Internal Validity: Definition and Importance
- Internal validity is how well an experiment rules out alternative explanations for its results.
- High internal validity means fewer confounding variables and greater confidence in the causal relationship between variables.
Threats to Internal Validity
- Attrition Threat: Participants dropping out can bias results, especially if loss differs between groups.
- Treatment Diffusion: When control group learns about or mimics treatment, group differences are minimized.
- Testing Threat: Repeated testing can increase familiarity and performance, unrelated to intervention (pretest sensitization).
- History Threat: External events between observations may change participant outcomes, not due to the intervention.
- Instrumentation Threat: Changes in measurement tools or procedures over time can affect results.
- Selection Threat: Pre-existing differences between groups confound results; comparing non-equivalent groups is problematic.
- Maturation Threat: Natural changes in participants (development, fatigue) over time can influence outcomes.
- Inequitable Treatments: Researchers' or participants' expectations produce unequal treatment, influencing performance.

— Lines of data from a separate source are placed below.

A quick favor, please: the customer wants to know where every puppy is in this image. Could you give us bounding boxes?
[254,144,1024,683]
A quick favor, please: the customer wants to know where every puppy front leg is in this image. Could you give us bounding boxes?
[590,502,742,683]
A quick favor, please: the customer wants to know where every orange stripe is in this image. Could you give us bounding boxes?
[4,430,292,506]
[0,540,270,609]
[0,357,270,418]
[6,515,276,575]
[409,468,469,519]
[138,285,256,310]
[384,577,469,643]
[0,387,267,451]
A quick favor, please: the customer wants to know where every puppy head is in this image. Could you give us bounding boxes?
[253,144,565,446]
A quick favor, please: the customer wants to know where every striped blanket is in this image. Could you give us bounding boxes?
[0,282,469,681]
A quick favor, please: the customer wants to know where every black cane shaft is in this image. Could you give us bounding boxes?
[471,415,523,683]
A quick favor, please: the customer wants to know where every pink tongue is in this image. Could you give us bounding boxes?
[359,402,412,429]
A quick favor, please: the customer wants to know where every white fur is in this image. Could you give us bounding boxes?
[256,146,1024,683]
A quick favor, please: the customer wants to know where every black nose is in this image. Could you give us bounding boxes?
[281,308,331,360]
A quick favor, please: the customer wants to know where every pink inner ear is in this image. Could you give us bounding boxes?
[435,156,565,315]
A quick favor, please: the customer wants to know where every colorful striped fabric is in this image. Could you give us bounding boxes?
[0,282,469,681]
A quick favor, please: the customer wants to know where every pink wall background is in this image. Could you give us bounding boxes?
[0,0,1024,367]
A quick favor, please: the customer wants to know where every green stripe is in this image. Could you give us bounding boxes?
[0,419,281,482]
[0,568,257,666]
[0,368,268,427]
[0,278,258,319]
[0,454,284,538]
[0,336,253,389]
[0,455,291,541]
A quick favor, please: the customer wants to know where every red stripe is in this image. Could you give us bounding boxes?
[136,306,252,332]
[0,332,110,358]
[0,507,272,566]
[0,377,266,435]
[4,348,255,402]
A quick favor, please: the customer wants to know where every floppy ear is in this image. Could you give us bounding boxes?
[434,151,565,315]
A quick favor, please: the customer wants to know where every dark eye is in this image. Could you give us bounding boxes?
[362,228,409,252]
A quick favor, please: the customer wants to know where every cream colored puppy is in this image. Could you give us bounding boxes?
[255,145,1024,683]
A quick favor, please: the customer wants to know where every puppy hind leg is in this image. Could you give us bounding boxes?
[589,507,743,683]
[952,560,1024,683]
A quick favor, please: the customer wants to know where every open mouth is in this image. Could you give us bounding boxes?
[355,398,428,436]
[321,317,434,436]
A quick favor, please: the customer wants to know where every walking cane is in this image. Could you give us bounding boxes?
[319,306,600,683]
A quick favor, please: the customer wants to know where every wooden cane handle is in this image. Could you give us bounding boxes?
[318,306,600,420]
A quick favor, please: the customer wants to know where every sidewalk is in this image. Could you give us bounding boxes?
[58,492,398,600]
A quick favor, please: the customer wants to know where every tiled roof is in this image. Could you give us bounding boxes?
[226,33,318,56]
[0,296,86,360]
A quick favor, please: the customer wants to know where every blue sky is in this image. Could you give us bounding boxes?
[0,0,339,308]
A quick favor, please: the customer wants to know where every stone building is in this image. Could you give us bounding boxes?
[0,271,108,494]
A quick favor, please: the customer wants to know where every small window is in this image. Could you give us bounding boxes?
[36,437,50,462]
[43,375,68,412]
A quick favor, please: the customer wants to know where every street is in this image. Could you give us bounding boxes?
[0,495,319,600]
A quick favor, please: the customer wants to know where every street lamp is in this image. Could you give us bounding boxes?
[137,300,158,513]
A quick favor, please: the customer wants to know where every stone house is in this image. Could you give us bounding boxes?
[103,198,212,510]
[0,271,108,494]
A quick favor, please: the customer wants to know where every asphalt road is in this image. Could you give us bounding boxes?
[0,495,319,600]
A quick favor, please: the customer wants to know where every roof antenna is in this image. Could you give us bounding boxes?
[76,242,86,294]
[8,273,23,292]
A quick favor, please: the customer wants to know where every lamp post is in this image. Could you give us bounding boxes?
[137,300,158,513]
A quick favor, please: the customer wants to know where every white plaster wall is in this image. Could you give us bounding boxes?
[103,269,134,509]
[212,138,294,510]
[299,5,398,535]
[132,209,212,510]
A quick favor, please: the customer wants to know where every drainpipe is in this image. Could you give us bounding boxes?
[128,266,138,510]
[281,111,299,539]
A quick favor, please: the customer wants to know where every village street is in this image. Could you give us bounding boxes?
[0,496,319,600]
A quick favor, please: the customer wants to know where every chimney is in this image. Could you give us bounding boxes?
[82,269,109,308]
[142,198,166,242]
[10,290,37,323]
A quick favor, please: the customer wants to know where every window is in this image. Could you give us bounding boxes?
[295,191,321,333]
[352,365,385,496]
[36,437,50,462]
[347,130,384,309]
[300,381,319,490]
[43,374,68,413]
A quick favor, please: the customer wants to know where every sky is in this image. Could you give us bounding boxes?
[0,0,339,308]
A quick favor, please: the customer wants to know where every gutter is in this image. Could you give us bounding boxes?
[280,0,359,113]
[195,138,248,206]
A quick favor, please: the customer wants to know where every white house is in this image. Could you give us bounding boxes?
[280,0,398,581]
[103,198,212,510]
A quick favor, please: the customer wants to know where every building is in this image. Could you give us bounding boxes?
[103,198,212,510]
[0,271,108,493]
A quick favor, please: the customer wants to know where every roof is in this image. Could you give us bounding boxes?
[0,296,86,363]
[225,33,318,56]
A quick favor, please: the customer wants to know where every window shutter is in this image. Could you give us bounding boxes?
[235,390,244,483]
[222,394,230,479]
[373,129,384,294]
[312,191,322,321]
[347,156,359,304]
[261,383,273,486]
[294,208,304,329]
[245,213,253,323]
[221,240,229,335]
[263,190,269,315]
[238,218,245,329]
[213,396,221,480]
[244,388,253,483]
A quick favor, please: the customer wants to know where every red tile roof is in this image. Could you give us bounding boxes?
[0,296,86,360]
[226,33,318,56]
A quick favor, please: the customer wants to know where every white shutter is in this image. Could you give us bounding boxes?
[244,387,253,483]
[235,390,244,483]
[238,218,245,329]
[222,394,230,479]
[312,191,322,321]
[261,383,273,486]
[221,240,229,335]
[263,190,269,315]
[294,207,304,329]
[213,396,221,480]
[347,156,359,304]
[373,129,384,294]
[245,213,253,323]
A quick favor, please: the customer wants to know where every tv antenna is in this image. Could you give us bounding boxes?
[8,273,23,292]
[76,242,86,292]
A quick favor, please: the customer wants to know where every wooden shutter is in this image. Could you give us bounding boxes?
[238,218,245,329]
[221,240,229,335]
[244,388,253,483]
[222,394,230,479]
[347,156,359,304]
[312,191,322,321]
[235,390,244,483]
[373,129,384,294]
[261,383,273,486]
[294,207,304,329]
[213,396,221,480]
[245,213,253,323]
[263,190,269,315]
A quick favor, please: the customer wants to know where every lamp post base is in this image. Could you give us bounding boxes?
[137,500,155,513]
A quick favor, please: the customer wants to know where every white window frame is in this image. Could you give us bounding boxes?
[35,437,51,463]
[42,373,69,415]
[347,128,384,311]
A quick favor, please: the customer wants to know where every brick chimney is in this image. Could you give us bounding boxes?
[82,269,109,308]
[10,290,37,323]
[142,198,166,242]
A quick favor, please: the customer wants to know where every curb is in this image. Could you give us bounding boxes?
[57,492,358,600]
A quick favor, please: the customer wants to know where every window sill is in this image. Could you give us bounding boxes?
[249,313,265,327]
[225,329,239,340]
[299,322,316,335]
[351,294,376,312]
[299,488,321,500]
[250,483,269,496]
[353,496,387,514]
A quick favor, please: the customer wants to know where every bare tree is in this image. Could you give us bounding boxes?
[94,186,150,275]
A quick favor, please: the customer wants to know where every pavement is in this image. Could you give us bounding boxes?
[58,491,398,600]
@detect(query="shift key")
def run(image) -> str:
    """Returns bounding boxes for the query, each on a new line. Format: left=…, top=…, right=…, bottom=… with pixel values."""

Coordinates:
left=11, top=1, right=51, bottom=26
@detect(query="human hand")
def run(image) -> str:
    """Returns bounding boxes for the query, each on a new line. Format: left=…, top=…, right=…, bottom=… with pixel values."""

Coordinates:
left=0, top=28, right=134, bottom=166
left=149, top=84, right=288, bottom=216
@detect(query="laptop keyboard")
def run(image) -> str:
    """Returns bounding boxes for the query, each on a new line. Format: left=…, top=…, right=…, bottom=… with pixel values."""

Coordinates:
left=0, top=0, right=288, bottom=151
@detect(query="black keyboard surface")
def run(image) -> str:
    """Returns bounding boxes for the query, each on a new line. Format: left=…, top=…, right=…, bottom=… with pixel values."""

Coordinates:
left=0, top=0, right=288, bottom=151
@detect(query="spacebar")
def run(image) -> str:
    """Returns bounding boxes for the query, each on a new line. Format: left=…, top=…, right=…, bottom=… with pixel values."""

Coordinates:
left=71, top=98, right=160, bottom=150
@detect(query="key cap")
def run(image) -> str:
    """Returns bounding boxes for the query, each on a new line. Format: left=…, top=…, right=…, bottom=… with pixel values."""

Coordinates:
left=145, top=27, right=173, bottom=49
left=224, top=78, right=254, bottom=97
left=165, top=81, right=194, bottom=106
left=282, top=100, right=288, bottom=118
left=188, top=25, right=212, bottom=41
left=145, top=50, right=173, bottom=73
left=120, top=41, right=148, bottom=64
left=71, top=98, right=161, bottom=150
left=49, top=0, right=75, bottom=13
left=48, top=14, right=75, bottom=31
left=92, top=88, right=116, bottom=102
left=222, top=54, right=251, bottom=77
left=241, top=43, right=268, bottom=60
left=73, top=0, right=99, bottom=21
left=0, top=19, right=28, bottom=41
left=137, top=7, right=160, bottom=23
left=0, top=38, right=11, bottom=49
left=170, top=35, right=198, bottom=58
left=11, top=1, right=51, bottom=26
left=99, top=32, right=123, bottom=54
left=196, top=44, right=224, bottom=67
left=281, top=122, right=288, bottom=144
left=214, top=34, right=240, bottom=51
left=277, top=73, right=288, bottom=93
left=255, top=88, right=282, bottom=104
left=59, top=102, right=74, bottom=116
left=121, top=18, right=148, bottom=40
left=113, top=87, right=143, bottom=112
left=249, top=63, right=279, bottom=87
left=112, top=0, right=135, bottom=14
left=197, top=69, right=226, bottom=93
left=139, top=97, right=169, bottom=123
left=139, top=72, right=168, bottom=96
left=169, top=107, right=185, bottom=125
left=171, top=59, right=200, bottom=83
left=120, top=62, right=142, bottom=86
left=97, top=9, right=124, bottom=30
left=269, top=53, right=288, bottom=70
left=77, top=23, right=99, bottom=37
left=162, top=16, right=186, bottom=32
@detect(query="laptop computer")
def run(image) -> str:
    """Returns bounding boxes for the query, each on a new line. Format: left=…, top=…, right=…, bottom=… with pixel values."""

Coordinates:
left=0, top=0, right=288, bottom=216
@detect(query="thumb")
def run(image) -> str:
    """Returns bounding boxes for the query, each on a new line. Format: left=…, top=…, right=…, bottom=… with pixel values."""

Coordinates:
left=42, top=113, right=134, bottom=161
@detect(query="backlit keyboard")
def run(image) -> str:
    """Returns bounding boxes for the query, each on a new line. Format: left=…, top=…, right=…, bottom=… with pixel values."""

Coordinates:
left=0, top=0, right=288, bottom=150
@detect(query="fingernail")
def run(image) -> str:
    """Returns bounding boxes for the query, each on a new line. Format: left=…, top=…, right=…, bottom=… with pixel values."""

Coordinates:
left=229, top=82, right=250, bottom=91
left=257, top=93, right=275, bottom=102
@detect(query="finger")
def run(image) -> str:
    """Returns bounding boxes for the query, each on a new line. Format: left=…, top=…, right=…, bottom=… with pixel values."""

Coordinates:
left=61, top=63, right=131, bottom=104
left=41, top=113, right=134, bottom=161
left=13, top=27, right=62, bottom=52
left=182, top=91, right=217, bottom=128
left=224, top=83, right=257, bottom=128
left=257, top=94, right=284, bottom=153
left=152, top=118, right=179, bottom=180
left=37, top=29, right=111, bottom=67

- Special Treatment Threat: Groups receive different treatment due to their status in the study, not the intervention.
- Statistical Regression Threat: Extreme pretest scores tend to move toward the mean upon retesting, independent of treatment.
- Interaction with Selection: Multiple threats can combine, compounding effects on validity.
- Ambiguous Directionality: Unclear causality when temporal order between variables isn't established.
Strategies to Address Threats
- Random assignment to treatment and control groups helps mitigate most threats.
- Isolate groups to reduce diffusion and inequitable treatment.
- Consistent measurement tools and procedures avoid instrumentation threats.
- Blind and double-blind studies can prevent inequitable and special treatment threats.
- Shorten time between pre- and post-tests to lessen maturation and history threats.
Key Terms & Definitions
- Internal Validity — Degree to which a study rules out alternative explanations for its findings.
- Confounding Variable — An uncontrolled variable that may affect the dependent variable.
- Attrition — Loss of participants from a study over time.
- Random Assignment — Randomly placing participants into treatment or control groups to reduce bias.
- Single-Blind Study — Participants do not know if they are in the treatment or control group.
- Double-Blind Study — Neither participants nor researchers know group assignments.
- Regression to the Mean — Tendency for extreme scores to move closer to the average on retesting.
Action Items / Next Steps
- Review the definitions and examples of each threat to internal validity.
- Write down and memorize the differences between single-blind and double-blind studies.
- Prepare to identify threats and solutions in sample research scenarios for next class.